« Les structures, les moyens et les chefs vont disparaître, pour laisser la place à de nombreux épigones, certes moins talentueux, mais tout aussi enthousiastes, inspirés par la retentissante carrière de leurs ancêtres ». Ainsi se concluait en 2010 mon ouvrage G.I. contre jihad : le mach nul dans lequel j’analysais une décennie de lutte entre Al-Qaïda et les États-Unis. Malgré la prise d’otages sanglante au centre commercial de Westgate et les complots déjoués contre les États-Unis depuis quelques années, il se pourrait bien que cette analyse se confirme. Il ne s’agit bien entendu pas de prophétiser avec aveuglement la fin d’un réseau mais d’observer l’évolution qu’il connaît (ou du moins sa partie visible).

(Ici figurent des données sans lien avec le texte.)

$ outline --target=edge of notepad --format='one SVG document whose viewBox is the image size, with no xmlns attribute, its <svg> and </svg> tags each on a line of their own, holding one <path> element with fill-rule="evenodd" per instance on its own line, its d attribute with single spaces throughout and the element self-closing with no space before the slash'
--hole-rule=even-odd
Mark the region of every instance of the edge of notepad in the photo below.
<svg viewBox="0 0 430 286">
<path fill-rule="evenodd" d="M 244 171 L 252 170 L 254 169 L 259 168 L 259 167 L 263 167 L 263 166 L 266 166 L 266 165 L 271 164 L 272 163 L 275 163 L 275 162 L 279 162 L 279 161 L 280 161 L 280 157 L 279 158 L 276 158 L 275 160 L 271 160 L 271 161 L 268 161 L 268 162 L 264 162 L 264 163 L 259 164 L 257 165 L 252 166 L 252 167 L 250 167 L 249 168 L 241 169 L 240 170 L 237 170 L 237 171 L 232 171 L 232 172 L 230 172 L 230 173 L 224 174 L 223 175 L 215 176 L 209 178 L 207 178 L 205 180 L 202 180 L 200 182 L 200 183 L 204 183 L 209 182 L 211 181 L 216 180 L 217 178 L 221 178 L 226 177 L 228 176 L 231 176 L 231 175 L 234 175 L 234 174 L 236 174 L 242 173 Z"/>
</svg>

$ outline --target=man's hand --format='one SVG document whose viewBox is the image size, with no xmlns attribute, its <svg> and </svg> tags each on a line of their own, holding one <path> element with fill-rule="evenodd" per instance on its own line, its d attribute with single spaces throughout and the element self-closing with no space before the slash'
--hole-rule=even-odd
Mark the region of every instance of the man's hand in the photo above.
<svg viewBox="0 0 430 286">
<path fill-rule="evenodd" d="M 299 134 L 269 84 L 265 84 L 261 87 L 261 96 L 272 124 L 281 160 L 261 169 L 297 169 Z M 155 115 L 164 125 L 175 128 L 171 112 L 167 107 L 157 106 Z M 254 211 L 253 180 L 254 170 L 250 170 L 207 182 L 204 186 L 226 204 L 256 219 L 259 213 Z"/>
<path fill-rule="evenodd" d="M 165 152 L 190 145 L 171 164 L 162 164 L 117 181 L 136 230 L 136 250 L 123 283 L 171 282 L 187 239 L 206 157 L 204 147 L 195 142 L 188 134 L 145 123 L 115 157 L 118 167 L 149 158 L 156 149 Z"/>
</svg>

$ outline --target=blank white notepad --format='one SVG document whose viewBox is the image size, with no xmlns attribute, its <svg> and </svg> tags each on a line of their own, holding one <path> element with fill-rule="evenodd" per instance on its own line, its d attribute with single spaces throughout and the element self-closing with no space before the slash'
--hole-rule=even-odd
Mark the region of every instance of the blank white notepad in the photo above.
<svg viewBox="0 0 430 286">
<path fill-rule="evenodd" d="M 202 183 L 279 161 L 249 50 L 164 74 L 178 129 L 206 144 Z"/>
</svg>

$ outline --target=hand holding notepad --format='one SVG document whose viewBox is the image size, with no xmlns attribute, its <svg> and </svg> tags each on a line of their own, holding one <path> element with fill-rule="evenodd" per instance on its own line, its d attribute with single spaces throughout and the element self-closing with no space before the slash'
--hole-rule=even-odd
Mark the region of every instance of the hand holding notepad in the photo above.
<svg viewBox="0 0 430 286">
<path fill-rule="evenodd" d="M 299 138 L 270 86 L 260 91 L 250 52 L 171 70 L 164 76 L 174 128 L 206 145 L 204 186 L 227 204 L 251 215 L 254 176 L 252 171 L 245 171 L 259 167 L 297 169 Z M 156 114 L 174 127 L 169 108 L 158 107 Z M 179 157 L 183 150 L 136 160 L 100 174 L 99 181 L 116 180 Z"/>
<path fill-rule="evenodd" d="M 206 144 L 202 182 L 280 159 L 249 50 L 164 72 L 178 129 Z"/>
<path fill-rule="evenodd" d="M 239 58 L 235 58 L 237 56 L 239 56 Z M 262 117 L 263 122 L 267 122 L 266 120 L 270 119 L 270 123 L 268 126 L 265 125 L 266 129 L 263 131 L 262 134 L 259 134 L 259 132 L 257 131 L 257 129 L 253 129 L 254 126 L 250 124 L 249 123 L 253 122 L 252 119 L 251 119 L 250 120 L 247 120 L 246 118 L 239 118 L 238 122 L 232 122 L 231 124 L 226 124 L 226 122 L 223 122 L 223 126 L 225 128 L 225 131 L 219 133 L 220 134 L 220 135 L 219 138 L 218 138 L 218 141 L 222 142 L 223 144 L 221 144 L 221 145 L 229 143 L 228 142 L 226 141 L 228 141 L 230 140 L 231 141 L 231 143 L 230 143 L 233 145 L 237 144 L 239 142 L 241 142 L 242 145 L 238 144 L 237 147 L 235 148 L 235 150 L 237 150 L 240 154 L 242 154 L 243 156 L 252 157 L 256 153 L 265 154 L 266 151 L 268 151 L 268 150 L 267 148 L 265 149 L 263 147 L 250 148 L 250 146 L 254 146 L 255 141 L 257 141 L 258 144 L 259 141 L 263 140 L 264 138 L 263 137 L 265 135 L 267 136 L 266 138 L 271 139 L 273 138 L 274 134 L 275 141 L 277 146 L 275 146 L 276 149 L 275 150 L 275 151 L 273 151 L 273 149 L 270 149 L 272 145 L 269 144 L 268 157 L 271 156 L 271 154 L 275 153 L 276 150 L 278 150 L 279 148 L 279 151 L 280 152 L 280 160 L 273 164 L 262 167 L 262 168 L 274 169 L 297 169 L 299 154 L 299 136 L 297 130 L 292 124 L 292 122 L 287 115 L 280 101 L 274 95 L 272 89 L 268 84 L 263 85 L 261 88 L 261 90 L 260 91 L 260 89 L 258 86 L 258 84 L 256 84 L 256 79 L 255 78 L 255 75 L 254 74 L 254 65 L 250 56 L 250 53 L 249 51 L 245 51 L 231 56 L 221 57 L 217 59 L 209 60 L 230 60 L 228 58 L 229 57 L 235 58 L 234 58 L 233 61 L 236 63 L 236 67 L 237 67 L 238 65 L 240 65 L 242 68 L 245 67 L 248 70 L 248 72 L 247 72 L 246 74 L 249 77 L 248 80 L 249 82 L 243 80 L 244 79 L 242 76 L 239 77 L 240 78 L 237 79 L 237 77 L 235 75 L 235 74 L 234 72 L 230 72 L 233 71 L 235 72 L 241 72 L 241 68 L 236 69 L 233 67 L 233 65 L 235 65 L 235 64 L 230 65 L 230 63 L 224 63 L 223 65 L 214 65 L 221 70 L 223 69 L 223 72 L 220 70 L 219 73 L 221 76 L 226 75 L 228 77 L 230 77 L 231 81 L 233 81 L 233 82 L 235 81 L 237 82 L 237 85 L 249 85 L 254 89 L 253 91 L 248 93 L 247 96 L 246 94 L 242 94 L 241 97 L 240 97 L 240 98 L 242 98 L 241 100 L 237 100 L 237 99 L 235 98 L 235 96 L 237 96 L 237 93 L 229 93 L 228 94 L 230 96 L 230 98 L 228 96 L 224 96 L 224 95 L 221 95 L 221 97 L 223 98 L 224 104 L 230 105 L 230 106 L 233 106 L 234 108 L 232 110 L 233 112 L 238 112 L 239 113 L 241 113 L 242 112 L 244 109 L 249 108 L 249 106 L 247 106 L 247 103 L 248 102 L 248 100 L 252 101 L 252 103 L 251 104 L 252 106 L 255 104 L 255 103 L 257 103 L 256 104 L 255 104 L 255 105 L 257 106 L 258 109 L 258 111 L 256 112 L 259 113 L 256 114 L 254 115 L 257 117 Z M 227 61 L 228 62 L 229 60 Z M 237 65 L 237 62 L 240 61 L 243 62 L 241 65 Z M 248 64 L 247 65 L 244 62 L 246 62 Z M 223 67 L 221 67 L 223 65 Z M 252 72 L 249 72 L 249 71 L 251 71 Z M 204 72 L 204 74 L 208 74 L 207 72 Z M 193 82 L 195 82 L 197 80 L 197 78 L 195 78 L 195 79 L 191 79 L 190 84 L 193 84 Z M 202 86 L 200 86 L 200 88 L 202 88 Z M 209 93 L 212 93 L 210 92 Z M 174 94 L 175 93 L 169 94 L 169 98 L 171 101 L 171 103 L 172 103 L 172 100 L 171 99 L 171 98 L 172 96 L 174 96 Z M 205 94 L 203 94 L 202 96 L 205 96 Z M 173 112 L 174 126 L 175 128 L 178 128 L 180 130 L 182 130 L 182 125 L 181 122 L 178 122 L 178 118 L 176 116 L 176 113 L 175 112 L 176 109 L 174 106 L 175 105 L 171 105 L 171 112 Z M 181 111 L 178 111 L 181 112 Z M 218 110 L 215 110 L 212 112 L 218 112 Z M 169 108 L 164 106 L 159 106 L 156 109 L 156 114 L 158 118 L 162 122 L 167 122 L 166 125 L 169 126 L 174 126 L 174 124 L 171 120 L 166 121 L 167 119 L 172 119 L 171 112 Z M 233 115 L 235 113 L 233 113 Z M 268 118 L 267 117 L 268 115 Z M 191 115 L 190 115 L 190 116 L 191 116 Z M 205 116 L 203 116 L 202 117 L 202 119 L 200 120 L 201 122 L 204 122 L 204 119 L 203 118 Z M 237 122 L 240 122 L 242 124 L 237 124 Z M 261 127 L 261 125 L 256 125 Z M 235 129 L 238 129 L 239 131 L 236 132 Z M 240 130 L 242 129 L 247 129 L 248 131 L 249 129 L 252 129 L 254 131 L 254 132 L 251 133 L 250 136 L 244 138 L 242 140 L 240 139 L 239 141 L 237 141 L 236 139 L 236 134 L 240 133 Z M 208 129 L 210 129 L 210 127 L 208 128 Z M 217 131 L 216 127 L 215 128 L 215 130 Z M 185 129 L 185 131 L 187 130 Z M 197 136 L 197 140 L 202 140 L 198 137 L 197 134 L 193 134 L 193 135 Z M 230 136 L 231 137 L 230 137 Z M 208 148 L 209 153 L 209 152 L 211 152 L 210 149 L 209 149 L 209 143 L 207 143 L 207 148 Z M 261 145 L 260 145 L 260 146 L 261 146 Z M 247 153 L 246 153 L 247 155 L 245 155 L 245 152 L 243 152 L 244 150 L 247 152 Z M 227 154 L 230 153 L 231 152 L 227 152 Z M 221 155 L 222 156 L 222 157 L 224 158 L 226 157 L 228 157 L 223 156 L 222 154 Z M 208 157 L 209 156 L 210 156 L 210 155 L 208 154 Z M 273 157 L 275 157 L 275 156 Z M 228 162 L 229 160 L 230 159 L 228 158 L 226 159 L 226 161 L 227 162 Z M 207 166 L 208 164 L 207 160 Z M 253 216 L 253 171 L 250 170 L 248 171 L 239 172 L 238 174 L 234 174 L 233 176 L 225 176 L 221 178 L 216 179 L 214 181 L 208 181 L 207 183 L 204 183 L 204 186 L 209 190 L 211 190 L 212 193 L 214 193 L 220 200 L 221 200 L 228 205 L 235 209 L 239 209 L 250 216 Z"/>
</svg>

Et qu’observons-nous ? En ce qui concerne « Al-Qaïda central », représentée par feu Ben Laden et depuis mai 2011 par Al-Zawahiri, on observe effectivement un affaiblissement significatif des structures, des moyens et la disparition de chefs. Les attaques de drones ont permis l’élimination des « meilleurs espoirs » du jihad mondial au fur et à mesure de leur ascension, comme le brillant Américano-Yéménite Anwar Al-Awlaqi en septembre 2011. Les branches d’Al-Qaïda (Al-Qaïda au Maghreb islamique, Al-Qaïda dans la péninsule arabique, Al-Qaïda en Irak) se sont quant à elles greffées à des conflits locaux à base ethno-nationaliste et se sont affiliées des groupes locaux : les Shebaabs somaliens, Boko Haram au Nigéria, etc.
La perspective de voir les jihadistes se greffer sur ces conflits a deux issues : un scénario de « contraction », dans lequel l’agenda internationaliste des jihadistes est noyé dans les revendications et les querelles de pouvoir locales ; un scénario d’« expansion », dans lequel les différents groupes parviennent grâce aux jihadistes à créer un réseau international. Une sorte d’Al-Qaïda qui aurait une vraie base « populaire » dans plusieurs pays. AQPA est le groupe qui s’approche le plus du second scénario : ayant attiré des cadres connaissant bien l’Occident tout en ayant su s’implanter localement, cette branche est aujourd’hui « la plus innovante » du jihad. Elle est à l’origine notamment du magazine Inspire, voué à sortir l’engagement dans le jihad de sa « ringardise », d’en donner une image moins poussiéreuse que celle du combattant arpentant des montagnes ou des déserts oubliés. Elle est également à l’origine des sous-vêtements piégés d’Umar Farouk Abdulmutallab (25 décembre 2009) et du colis piégé dans les cartouches d’imprimante (29 octobre 2010).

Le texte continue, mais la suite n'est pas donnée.